Elastic solids with geometric boundary

Elastic bodies are characterized by their ability to resist external forces and return to their original shape once the force is removed. Examples include steel springs and rubber balls. Mathematically, the deformation of these materials can be described by their property to minimize the stored energy. For a deformation to be physically admissible, it must satisfy certain constraints, such as the non- interpenetration of matter. In certain complex or composite materials, the driving physical effects may depend both on the behavior of the interior of the elastic body and on properties of its surface, such as geometry and curvature. An important example is given by red blood cells, whose shape can be described by a model that favors negatively curved regions. The goal of this project is to develop a rigorous mathematical theory for physically admissible deformations of such materials that seamlessly fits into the established concept of minimal stored energy. Special attention is given to the description of so-called singular objects.
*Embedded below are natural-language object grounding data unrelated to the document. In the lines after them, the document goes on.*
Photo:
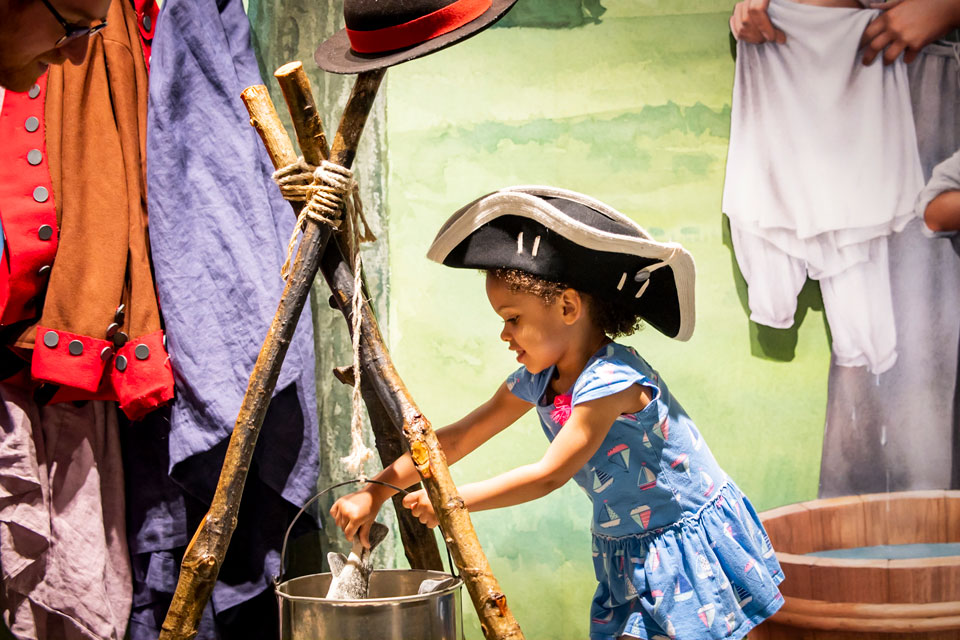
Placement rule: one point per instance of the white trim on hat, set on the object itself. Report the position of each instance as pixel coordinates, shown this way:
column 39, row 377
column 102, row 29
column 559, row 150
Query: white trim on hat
column 527, row 201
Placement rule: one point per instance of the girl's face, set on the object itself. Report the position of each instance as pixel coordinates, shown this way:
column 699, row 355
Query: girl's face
column 539, row 333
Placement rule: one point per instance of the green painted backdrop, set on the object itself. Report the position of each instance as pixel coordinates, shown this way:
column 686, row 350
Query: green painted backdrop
column 628, row 101
column 631, row 106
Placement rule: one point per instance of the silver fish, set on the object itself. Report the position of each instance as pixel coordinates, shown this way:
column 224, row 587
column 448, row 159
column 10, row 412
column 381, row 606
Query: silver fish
column 351, row 575
column 429, row 586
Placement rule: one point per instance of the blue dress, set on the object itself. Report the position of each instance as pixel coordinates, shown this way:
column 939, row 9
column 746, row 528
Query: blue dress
column 678, row 550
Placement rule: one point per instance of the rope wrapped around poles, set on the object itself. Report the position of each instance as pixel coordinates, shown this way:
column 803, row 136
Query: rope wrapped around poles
column 327, row 190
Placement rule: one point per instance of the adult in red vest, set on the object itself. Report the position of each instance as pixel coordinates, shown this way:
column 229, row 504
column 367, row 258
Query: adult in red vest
column 35, row 34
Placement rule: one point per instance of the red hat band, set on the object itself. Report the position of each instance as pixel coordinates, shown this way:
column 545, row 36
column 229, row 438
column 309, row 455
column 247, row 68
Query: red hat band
column 426, row 27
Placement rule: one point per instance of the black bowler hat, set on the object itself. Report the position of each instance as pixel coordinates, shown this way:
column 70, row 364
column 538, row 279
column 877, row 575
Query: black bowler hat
column 382, row 33
column 565, row 236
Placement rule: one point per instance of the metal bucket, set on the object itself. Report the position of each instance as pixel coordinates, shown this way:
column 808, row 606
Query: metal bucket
column 394, row 610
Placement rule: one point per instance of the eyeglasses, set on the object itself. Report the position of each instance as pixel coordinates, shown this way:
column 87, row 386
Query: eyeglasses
column 72, row 31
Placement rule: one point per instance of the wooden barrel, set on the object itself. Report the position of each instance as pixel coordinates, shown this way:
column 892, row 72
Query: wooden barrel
column 859, row 599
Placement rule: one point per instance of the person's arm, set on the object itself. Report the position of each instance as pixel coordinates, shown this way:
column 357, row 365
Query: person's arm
column 943, row 212
column 576, row 442
column 907, row 26
column 356, row 512
column 750, row 23
column 939, row 201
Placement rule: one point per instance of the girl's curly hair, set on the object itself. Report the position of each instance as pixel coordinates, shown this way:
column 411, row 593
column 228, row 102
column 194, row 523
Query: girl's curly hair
column 612, row 318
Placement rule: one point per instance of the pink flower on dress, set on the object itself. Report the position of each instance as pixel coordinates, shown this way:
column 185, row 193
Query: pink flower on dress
column 561, row 409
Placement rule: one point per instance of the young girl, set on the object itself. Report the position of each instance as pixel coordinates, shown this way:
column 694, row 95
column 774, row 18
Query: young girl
column 678, row 550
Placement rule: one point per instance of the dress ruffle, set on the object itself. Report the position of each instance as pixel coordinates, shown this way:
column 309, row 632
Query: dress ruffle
column 713, row 573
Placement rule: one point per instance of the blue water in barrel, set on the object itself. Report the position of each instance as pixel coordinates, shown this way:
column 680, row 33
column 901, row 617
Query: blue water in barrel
column 893, row 551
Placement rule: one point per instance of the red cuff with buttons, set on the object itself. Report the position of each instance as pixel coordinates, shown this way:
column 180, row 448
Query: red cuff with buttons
column 138, row 375
column 68, row 359
column 142, row 376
On the geometric side, this includes non-smooth surfaces that may have sharp corners. On the other hand, the deformation itself can exhibit abrupt behavior, for example, when cavities form in a rubber-like material under tension. The systematic examination of these processes within the project combines classical principles of the calculus of variations with methods from geometry, in particular geometric measure theory. Key aspects of the study include the bulk-surface interaction, the properties of minimizers, and the application of the theory to dynamic processes.